Brazil’s gross domestic product shrank 0.6% in the second quarter from the previous three months, and first-quarter data was revised to a 0.2% contraction, according to the Brazilian Institute of Geography and Statistics, or IBGE, at the end of August. A conventional definition used by economists is that a recession is two consecutive quarterly declines in economic output.
September 5, 2014
The Economist (print edition), 9/6/2014
“We are not in a recession,” insisted Guido Mantega, Brazil’s finance minister, on August 29th. According to the most common definition—two consecutive quarters of falling output—he is wrong. Official figures released earlier that day showed that GDP fell by 0.6% between the first and second quarters (an annualised contraction of 2.4%). Output also fell, by 0.2%, in the first three months of the year.
Brazil’s economy has now shrunk in three of the last four quarters. Most analysts think it will not grow at all this year; a year ago they were expecting growth of 3%. In 2015 the economy is likely to expand by only 1%. Not even Mr Mantega can deny that Brazil is going through a rough patch.

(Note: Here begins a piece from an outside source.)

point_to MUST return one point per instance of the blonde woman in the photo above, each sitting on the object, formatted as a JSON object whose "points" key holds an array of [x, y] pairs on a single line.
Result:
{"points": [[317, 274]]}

The government blames a weak global recovery from the financial crisis of 2008-09 and a surfeit of public holidays during the month-long football World Cup, which concluded in Brazil on July 13th. These were decreed by federal, state and municipal authorities to ease pressure on public transport as hordes of fans descended on host cities. Itaú, a big Brazilian bank, reckons fewer working days account for half the latest fall in GDP. (Critics note that the Copa was meant to be an economic boon, not a curse.) Industrial production picked up in July, with its fewer feriados—but not nearly enough to offset June’s 1.4% decline. Inventories remain uncomfortably high: carmakers’ stocks, for instance, are 50% bigger than usual.
August 25, 2014
Brad Haynes and Silvio Cascione – Chicago Tribune, 8/22/2014
Many of Brazil’s biggest retailers, homebuilders and carmakers are cutting jobs as Latin America’s largest economy teeters on the edge of recession, a fresh blow to President Dilma Rousseff’s re-election bid.
For years, low unemployment was key to Brazil’s emergence as an economic power and important gains in the fight against poverty.
The unemployment rate remains near record lows of around 5 percent and the leftist Rousseff regularly touts it as a success of the ruling Workers’ Party over the last 12 years.
August 22, 2014
Silvio Cascione and Luciana Otoni – Reuters, 8/22/2014
Brazil posted a current account deficit of $6.018 billion in July, central bank data showed on Friday, growing more than expected from the month before.
The country had been expected to post a deficit of $5.8 billion, according to the median forecast of 15 analysts in a Reuters poll. Brazil’s current account deficit in June was $3.345 billion.
Foreign direct investment in Latin America’s largest economy was $5.898 billion in July, above market expectations of $5.4 billion.